3D Virtual Creature Evolution, abbreviated to 3DVCE, is an artificial evolution simulation program created by Lee Graham. Its purpose is to visualize and research common themes in body plans and strategies to achieve a fitness function of the artificial organisms generated and maintained by the system in their given environment. The program was inspired by Karl Sims’ 1994 artificial evolution program, Evolved Virtual Creatures. The program is run through volunteers who download the program from the home website and return information from completed simulations. It is currently available on Windows and in some cases Linux.

Settings
3DVCE uses evolutionary algorithms to simulate evolution. The user sets the body plan restrictions (maximum number of segment types, branching segments’ length and depth limits, and size limits) and whether fitness score is scaled in relation to size. Limb interpenetration is also an option.

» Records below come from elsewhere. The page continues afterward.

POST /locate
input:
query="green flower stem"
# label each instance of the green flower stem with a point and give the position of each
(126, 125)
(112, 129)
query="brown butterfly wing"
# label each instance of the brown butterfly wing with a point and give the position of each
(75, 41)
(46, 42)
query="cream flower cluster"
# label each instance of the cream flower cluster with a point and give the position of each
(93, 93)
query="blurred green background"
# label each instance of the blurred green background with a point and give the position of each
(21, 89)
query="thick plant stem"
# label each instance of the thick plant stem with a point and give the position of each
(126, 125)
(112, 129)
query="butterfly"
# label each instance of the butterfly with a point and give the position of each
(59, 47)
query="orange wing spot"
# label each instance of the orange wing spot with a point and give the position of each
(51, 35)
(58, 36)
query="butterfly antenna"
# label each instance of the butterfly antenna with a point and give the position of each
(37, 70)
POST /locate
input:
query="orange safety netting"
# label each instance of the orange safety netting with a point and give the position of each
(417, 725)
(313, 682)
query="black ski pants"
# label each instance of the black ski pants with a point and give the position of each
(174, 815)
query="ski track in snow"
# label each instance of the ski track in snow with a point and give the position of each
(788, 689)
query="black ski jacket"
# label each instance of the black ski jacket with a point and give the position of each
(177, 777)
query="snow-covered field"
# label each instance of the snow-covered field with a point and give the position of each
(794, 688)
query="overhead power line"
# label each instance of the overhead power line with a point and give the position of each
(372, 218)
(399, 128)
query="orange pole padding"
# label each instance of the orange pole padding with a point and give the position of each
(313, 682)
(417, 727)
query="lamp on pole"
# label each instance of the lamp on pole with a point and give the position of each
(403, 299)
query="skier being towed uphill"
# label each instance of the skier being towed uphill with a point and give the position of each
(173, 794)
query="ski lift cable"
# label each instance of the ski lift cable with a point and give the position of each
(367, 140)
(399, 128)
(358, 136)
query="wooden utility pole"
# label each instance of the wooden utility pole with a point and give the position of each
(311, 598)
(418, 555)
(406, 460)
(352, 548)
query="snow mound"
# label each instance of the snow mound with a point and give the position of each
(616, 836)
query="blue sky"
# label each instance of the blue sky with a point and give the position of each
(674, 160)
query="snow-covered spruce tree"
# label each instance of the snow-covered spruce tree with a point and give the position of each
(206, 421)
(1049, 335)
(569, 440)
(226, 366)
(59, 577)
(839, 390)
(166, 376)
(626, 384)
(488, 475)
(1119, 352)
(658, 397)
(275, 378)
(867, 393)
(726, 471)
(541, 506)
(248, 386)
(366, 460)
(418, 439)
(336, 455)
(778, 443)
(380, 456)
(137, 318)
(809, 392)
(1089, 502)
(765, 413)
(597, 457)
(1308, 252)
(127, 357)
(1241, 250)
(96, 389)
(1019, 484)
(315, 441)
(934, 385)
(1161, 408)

Reproduction / population settings include the size of each population and their run time (how long each individual has to attain a fitness score), percentage of individuals who get to reproduce (tournament size), what percentage sexually or asexually reproduce, and selection type is then determined. Crossover rate determines what percentage of an individual is created via crossover of parents and mutation. Mutation rate in body and brain is then determined. Specific mathematical operations and values can be attributed to the creature’s brain as well.

Fitness function is then determined. Artificial organisms’ fitness score is determined by how well they achieve their fitness goal within their evaluation time. Fitness functions include distance traveled, maximum height, average height, “TOG” (determined by amount of time creature is in contact with ground), and “Sphere” (determined by creature’s ability to catch and hold spheres). These goals are not individualized and can be set to specific strengths (from zero, as not having an influence on fitness, to one, or having maximum influence) to determine the fitness goal. What generations the fitness function applies to can also be set. The environment, or “Terrain”, is then determined. This includes a flat plain, bumpy terrain (in which a hill is generated around creature that constantly inclines as distance is traveled from the creature’s spawning point), water (a low gravity simulator, non-functional), and “spheres” (spheres are generated above the creature to catch).

Simulation
Everything in the simulation is viewed from a first person viewpoint. After settings are determined, the first generation is generated from randomly created individuals. All creatures appear at the same spawning point and are made of segments or rectangular prisms connected to others at joints. Colors are assigned to segment types randomly. Segment type is determined by the size and joints a segment has. Colors indicate nothing else than that. These first generation creatures move randomly, with no influence from the fitness goal. Creatures with the largest fitness value reproduce and the following generation is based on this reproduction. Eventually, patterns in the population form and fitness increases even further. Fitness function can be changed during the simulation to simulate environmental changes and individual runs can be duplicated to simulate different lineages or speciation.

3DVCE is not only for evolutionary research. Objects can also be spawned for graphics and simulated physics tests. This includes pre-installed blocks, spheres, grenades, and structures that can either be thrown from camera or generated at a spawning point. Artificial gravity can also be manipulated. Random and archived creatures can also be re-spawned to manipulate or view. Lee Graham has also included a TARDIS in the simulation, which when moved into can teleport the camera back to the original spawning point.

Creatures

Convergent evolution occurs often in 3DVCE, as similar structures and behaviors of the creatures form to maximize fitness. Two-Armed Jumpers consist of a small core and two large symmetrical "wings", and evolve in response to jumping and distance requirement. These creatures propel themselves forward using their limbs by jiggling or flapping them. Jumping Ribbons and Springs consist of a chain of segments and evolve in response to max height and distance. They contract or curl up and stretch out their body to leap into the air. Rolling Ribbons and Springs are very similar to the previous group, except they are often larger and segments are more repetitive. They evolve in response to average height, distance, and TOG (touching the ground). They roll on the ground to propel their head into the air to attain height while still touching the ground. Some simply roll in a horizontal fashion like a cylinder. Single-Joint Powered Creatures have more erratic structures and evolve in response to distance on bumpy terrain. They have one large segment in back which kicks the creature forward, but being poorly balanced they use the rest of their bodies to get back up after stumbling or prevent stumbles altogether.

Many other types of creatures also form that do not necessarily fit the four main groups previously described by Lee Graham. Tall stick-like creatures also evolve to attain maximum height. Some users have been able to fix the water simulator to evolve creatures that swim. Many other creatures evolve that share traits of multiple groups. There are currently over 220 creatures archived on the main website, which can be found on YouTube by visiting the "Creature Mann" channel.